Journal of Umm Al-Qura University for Language Sciences and Literature (Feb 2022)

Evaluating Topic Modeling for Saudi Newspapers Texts Using LDA: A Computational Linguistics Study

  • Afrah Altamimi

DOI
https://doi.org/10.54940/ll16145890
Journal volume & issue
no. 29
pp. 24 – 33

Abstract

Read online

This paper is in the field of natural language processing. It applied unsupervised machine learning approach to identifying the latent topics in Saudi newspapers using one of the most important unsupervised topic modeling algorithms. This algorithm is called Latent Dirichlet Allocation (LDA).

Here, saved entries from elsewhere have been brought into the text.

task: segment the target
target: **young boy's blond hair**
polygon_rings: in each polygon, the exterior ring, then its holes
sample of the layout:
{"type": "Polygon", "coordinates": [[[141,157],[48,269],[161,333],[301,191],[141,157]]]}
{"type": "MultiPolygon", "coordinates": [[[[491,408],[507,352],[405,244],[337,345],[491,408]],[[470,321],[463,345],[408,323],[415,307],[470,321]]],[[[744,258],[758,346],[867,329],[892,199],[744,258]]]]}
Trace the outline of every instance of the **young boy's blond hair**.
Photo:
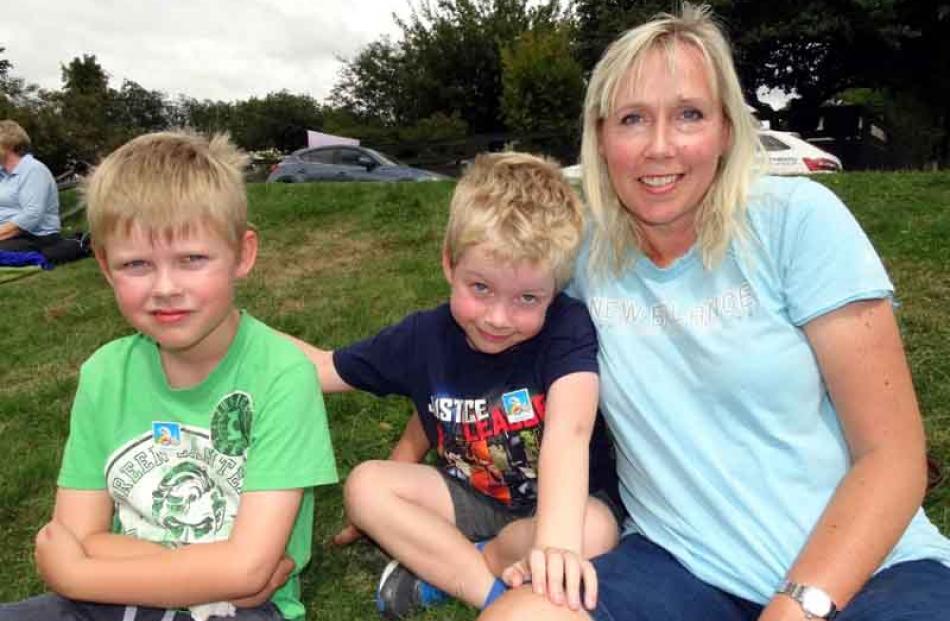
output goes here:
{"type": "Polygon", "coordinates": [[[106,157],[83,188],[89,232],[101,244],[133,224],[171,237],[207,226],[234,247],[247,230],[248,157],[226,134],[145,134],[106,157]]]}
{"type": "Polygon", "coordinates": [[[452,196],[445,252],[453,267],[470,246],[504,261],[545,263],[557,288],[570,279],[580,244],[580,199],[556,162],[527,153],[479,155],[452,196]]]}

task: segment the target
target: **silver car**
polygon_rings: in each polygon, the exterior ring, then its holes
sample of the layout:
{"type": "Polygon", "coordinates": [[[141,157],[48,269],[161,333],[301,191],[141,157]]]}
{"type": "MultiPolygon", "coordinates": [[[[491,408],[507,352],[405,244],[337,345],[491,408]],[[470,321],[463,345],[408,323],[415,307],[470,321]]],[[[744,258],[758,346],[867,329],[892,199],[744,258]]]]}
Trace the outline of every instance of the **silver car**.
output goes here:
{"type": "Polygon", "coordinates": [[[448,178],[406,166],[373,149],[338,145],[294,151],[271,169],[267,182],[440,181],[448,178]]]}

I built a corpus from Saudi newspapers, and it contained 4,781 texts after the preprocessing stage. It consisted of 649,734 tokens. The results of training 20 models with ten words showed that the optimal value for the number of topics in those texts is 7 topics. The 7-topics model got a good coherence degree of 0.6723. These topics were inferred through its ten words that had the highest probabilities on each topic. I interpreted the topics, respectively, according to the following topics: surveillance and awareness, development and improvement, sports, health, economics, domestic affairs, and international politics. The 7-topic model was evaluated qualitatively by manually reviewing the coherence of words in each topic. Also, I reviewed the first fifty texts on each topic to make sure that each of which belongs to the topic that LDA was assigned to it. The qualitative evaluation was supported by the algorithm being conducted again on the texts of each of the seven topics to access more details on each topic separately. Although there are some shortcomings in the results of the topic modeling, they can be optimized and then studied in discourse analysis instead of the traditional approaches.